Yes, they would be naked but strategically placed cakes and flowers would protect their modesty.

The women became a media sensation and their very British story became first a film starring Helen Mirren and Julie Walters and then a stage production which has twice toured the UK. Almost £4m has since been raised for leukaemia and lymphoma research.

Barlow joined the project as a result of his nearly 30-year friendship with Tim Firth, writer of the screen and stage play.

At the launch the singer joked that the nudity was “the only reason I wanted to be part of the show. I want to look at women with no clothes on”.

Barlow and Firth attended a rehearsal of the show in Burnsall on Sunday. Barlow told the Yorkshire Post that the intimate setting was important. “We always said, if we can’t play this in a village hall we shouldn’t put it on a stage.

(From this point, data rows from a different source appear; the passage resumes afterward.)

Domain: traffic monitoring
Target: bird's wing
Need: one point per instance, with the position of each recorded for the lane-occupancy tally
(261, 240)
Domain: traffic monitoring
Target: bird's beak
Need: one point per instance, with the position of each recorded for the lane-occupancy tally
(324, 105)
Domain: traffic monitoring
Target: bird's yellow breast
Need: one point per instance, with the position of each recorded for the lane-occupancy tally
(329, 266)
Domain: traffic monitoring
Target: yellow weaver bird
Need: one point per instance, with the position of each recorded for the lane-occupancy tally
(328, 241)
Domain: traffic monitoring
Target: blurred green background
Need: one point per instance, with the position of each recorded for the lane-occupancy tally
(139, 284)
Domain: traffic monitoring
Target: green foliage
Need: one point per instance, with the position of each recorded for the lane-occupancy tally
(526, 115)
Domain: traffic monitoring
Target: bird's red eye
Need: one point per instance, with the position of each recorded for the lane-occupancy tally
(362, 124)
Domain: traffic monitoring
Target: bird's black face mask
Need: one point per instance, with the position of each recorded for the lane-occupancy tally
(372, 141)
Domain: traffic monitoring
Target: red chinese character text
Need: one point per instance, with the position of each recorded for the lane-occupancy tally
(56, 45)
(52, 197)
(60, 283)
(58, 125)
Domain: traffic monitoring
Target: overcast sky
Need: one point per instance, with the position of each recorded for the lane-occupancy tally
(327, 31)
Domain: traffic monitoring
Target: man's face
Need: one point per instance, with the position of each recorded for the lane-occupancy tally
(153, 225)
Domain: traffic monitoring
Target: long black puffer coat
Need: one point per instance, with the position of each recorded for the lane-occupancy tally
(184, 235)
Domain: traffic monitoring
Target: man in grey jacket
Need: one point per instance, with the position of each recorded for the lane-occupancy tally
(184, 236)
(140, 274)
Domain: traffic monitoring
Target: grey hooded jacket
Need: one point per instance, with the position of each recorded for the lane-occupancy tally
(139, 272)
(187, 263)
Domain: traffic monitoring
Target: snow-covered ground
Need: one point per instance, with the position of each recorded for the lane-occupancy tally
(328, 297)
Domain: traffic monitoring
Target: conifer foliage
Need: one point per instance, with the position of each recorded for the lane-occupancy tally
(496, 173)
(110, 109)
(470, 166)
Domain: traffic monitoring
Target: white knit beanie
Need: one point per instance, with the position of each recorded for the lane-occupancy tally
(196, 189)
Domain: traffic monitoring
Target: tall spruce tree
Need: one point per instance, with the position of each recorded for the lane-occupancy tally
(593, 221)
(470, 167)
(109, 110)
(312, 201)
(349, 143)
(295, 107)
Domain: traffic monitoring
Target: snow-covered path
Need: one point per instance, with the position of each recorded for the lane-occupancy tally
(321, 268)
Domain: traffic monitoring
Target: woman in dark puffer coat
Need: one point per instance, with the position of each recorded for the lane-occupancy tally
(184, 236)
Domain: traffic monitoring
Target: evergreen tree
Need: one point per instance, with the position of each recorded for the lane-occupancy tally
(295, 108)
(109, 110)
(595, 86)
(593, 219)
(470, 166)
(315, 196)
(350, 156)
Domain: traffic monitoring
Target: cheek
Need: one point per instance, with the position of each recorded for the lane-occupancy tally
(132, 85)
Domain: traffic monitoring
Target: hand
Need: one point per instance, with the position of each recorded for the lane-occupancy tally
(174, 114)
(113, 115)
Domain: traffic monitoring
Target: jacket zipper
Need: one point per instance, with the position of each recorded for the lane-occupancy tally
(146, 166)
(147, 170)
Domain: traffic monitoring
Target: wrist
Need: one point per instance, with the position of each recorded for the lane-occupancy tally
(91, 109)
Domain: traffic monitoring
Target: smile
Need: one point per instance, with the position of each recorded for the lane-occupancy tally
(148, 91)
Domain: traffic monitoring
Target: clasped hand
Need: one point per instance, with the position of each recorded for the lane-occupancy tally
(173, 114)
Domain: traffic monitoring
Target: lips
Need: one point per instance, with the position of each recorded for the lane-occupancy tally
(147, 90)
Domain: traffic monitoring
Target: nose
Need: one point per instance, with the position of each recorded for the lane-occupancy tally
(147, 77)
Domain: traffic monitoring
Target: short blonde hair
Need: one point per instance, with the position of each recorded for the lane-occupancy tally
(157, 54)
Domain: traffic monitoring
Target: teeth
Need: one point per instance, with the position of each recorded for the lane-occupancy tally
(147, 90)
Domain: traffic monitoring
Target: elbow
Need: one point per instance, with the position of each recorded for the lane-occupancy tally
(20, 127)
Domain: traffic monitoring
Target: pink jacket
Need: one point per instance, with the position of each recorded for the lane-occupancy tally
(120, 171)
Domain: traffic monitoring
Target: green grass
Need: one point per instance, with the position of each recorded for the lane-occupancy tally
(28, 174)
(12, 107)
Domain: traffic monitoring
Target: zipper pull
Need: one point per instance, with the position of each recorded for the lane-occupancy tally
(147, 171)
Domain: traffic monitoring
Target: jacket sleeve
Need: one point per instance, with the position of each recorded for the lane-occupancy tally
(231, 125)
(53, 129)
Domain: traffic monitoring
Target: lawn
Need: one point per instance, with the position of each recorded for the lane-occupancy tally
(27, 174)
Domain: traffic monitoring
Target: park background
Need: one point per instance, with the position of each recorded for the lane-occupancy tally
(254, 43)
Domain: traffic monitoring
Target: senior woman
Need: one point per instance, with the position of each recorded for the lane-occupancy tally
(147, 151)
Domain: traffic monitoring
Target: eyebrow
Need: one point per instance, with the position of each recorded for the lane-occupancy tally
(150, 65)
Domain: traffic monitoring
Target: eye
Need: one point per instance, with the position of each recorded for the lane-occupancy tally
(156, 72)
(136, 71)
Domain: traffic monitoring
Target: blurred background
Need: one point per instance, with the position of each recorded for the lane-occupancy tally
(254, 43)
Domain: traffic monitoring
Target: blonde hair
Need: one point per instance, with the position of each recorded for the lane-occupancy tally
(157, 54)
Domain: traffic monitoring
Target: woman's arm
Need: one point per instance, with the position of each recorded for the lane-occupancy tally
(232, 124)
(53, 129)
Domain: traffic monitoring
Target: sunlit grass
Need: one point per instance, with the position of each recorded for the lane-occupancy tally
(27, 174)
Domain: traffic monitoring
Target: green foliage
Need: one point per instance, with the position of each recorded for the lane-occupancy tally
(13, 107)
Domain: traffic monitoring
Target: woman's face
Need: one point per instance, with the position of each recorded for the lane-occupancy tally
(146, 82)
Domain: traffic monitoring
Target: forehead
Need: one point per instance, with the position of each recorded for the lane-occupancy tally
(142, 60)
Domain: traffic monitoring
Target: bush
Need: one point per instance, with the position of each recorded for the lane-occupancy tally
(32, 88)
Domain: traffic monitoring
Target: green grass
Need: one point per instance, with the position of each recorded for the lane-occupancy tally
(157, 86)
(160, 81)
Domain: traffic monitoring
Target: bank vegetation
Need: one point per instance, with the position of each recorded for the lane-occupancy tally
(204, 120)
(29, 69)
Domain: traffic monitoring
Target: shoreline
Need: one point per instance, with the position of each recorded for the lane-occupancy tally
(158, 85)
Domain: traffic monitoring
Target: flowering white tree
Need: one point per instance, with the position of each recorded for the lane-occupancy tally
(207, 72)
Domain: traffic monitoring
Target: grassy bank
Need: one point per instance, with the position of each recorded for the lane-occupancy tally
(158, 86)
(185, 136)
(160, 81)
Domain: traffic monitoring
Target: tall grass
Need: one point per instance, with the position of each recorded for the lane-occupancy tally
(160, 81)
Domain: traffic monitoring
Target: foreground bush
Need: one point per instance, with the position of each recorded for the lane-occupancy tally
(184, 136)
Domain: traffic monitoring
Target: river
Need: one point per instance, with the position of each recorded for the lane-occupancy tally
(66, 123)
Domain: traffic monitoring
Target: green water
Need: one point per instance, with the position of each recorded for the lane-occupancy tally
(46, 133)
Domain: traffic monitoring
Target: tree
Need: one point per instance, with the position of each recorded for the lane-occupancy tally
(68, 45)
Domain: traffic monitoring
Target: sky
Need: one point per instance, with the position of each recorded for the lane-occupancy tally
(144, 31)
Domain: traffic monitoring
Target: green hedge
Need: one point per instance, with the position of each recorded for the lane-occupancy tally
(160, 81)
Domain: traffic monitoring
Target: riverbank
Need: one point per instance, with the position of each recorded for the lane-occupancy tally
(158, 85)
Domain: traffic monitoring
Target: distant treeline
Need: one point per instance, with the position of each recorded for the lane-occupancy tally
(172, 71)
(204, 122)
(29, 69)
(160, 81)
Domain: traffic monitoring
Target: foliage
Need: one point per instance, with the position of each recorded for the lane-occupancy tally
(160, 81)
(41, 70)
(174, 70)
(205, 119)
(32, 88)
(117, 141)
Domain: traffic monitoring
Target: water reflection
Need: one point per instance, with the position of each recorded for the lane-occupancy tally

If it has to rely on a big production and lights and a big band we shouldn’t be writing this. It has to exist with a piano and some people on stage. And we’ve done it.

“It’s about a little place where there’s mums, dads, brothers, sisters, kids ... That’s what the story’s about. We’ve got to make the theatre feel like this, as intimate as this.”

The show will get its world premiere at Leeds Grand Theatre on 14 November before transferring to the Lowry Centre in Salford in January.

Before the world sees The Girls there will be another Barlow musical theatre project. The singer has written the music and lyrics for the upcoming Harvey Weinstein-produced Broadway show Finding Neverland, which tells the story of JM Barrie and his relationship with the family that inspired Peter Pan.